The estimate for Illinois would mark a huge increase from the number of people currently working — legally — in the cannabis sector. The state’s medical pot industry now employs nearly 5,800 people, the report says.

While some cannabis-focused financial firms have invested in the Washington, D.C.-based New Frontier Data, which wrote the report, its research is considered independent and is widely cited in the industry.

With recreational legalization taking effect on Jan. 1, the total number of pot jobs in Illinois is expected to more than double each of the next two years and reach 29,407 by 2021. The estimates continue trending upward until 2025, when 63,406 people in Illinois are expected to hold cannabis-related jobs.

The projections account for the approximate number of jobs related to the sale, cultivation, processing, manufacturing, testing and distribution of marijuana. The report, however, doesn’t include estimates for jobs created by ancillary businesses that work around the industry, like security contractors, real estate companies and law firms.

Two types of budtenders
John Kagia, New Frontier’s chief knowledge officer, said the bulk of the predicted jobs will likely be in either cultivation or retail.

“Those tend to be highly labor intensive in both regards,” Kagia said, stressing the “distinctions between the types of roles that you would see in each of those ecosystems.”

Kagia noted that grow operations are typically run by a “core, dedicated staff,” which can include cultivators, biochemists, botanists and structural engineers. Then, around harvest time, temporary workers are often hired to take on more labor-intensive tasks, like “moving the plants around [and] making sure they’re watered.”

“There’s a two-tiering of technical and non-technical roles, and it is often the case that the non-technical roles tend to outnumber the technical ones,” he said.

Many retail jobs are held by budtenders who sell cannabis products at licensed shops, according to Kagia, who said the role is still loosely defined. Some dispensary employees are extremely knowledgable about specific products and the science of cannabis, while others function “more like a Starbucks barista,” he said.

Kagia, who expects to see that divide become more pronounced, said the latter type of budtenders are “highly displaceable” and tend to see more job turnover and earn around minimum wage.

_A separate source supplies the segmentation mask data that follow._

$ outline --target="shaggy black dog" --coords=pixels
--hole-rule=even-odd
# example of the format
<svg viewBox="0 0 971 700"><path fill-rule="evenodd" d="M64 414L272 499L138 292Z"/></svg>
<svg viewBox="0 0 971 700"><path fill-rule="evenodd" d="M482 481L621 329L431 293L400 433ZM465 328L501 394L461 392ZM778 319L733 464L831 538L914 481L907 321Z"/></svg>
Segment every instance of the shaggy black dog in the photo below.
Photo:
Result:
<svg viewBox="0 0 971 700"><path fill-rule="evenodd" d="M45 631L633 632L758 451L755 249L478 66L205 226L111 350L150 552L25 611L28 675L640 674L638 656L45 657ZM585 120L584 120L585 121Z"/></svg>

The total number of nationwide cannabis jobs is expected to climb from 340,344 this year to 743,196 in 2025, when Illinois’ jobs totals should trail only three states, the report states. By then, 123,567 people will be employed in the nation’s largest state cannabis industry in California, and Florida and Washington will respectively have 85,626 and 67,343 weed workers.

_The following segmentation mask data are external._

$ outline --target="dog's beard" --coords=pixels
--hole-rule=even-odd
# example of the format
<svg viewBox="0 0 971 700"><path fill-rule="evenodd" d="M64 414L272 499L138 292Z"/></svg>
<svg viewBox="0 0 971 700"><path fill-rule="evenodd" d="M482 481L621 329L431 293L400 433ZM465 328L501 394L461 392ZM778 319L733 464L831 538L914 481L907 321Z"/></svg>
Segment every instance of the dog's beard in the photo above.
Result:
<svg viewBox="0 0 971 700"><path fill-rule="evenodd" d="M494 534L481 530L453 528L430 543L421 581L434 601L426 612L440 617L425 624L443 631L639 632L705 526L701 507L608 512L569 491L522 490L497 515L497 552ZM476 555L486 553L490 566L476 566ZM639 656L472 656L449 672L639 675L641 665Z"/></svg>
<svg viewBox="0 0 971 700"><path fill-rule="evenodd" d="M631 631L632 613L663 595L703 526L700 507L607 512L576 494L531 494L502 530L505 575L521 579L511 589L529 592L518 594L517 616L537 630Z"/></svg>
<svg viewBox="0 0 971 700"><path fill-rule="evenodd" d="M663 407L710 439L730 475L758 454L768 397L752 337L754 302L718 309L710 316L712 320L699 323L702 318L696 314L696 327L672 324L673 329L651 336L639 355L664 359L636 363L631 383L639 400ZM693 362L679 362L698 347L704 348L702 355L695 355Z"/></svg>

Both California and Washington have already fully legalized marijuana, but Florida only has a medical pot law on the books. An upcoming referendum that may appear on Florida’s 2020 ballot could change that by legalizing the drug for anyone over 21 years old.

$98 billion if legalized nationally
Another model included in the report looks at what would happen if pot was legalized nationwide. Annual revenues would reach nearly $98 billion by 2025, the authors state. Nearly half of that amount, $47 billion, would ultimately go to the federal government in taxes.

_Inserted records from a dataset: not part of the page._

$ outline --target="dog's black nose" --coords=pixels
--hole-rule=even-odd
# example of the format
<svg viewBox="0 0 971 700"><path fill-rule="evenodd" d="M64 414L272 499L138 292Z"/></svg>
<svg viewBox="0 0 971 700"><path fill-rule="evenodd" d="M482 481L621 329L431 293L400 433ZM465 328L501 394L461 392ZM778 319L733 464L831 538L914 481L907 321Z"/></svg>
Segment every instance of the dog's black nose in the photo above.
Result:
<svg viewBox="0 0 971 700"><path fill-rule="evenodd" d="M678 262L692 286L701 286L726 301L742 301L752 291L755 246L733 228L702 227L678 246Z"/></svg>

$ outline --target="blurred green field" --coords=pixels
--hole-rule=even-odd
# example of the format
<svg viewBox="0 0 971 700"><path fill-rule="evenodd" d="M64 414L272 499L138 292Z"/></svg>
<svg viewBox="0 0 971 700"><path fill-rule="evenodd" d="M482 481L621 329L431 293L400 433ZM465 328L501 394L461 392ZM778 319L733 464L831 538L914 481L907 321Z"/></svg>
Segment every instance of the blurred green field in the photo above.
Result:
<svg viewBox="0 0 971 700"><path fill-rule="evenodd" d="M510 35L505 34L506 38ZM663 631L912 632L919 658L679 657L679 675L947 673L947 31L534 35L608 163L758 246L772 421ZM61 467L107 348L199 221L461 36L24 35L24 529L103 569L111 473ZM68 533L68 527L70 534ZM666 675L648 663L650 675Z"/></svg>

The theoretical model envisions an industry unencumbered by weed’s classification as a dangerous Schedule I drug, which prevents cannabis firms from using traditional financial services and taking advantage of certain tax deductions. While the banking issue could be resolved by legislation awaiting a vote in the U.S. Senate, Kagia said the current “taxation regime” will likely continue to serve “as a drogue on growth and expansion.”

That’s “simply because these businesses, despite how lucrative some have been, are not able to recapitalize in the way other sectors might be able to,” he added.

Under the theoretical model, more than 1.6 million people would be employed in the country’s pot industry by 2025, with 66,728 of them working in Illinois. (That assumes also that 25 percent of the industry would still be underground.)

As a comparison, the U.S. Bureau of Labor Statistics estimated last May there were 65,630 non-special education elementary school teachers in the state.